For tokens with non-repeating meanings, the hybrid model and the pure recurrent model overtake the transformer, with the hybrid having the best performance. When tokens are repeated, pure recurrent models that do not take care to retrieve copies lag behind both hybrids and transformers.

These filtered token losses thus reveal various fine-grained differences between architectures, such as differences in copy ability or content words, in ways that would otherwise be invisible during the early stages of training.

where does this leave us

Hybrid token predictive social copy - Google Docs-image-4

Filtered token loss reveals architectural differences during 1B pretraining. Token loss curves at WSD annealed checkpoints for transformer, hybrid, and pure recurrent neural networks (RNNs).

Two lessons emerge from this study.

First, a single overall loss (the average error of the model across all tokens) is too simple to compare transformer and hybrid architectures. Scoring token-only losses, which test the ability of a particular model, reveals important differences.
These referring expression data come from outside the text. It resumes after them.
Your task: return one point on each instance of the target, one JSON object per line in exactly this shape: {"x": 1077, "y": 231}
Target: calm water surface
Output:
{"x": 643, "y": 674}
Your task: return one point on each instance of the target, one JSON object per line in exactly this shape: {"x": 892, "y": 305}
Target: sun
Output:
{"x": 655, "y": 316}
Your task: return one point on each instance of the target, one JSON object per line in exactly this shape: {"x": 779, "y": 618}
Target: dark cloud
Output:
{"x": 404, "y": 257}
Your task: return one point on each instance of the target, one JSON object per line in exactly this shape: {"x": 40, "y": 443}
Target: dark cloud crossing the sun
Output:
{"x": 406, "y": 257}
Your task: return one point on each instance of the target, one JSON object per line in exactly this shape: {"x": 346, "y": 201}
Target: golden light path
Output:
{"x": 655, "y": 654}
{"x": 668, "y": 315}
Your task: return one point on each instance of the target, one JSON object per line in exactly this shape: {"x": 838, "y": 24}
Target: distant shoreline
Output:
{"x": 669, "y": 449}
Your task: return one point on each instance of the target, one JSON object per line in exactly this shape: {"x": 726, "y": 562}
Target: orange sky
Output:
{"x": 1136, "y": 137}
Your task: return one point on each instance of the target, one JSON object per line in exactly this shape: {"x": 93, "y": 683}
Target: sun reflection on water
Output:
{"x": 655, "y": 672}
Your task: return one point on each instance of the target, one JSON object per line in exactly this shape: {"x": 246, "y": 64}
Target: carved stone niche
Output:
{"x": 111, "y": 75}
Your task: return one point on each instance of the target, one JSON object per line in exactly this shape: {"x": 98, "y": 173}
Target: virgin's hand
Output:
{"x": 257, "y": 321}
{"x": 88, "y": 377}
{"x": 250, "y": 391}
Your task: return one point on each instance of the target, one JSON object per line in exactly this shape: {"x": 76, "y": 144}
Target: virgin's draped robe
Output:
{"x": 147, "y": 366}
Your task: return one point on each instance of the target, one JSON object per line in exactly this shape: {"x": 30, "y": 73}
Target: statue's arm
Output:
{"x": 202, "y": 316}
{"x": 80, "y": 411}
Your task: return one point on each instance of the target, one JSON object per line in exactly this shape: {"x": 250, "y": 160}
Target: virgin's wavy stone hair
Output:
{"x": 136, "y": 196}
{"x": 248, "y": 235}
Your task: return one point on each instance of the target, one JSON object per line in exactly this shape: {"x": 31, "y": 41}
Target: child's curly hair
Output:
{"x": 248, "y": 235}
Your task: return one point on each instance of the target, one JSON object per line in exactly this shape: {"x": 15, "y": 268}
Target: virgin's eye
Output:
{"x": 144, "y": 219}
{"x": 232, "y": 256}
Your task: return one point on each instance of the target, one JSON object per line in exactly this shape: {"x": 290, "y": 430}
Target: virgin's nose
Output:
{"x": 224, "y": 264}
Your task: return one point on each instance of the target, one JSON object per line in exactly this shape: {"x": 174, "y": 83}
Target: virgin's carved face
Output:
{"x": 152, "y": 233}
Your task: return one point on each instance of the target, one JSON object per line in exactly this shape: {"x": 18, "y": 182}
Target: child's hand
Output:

Second, we find evidence that open-class tokens have special advantages, especially with respect to hybrid models. This is probably related to the state tracking functionality of the RNN layer.

As a next step, we are incorporating these findings into our ongoing hybrid modeling work. We believe that the best hybrid architectures come from a token-by-token understanding of what each component of the model does. We hope that research like this will lead to a deeper understanding of the AI โ€‹โ€‹community as a whole.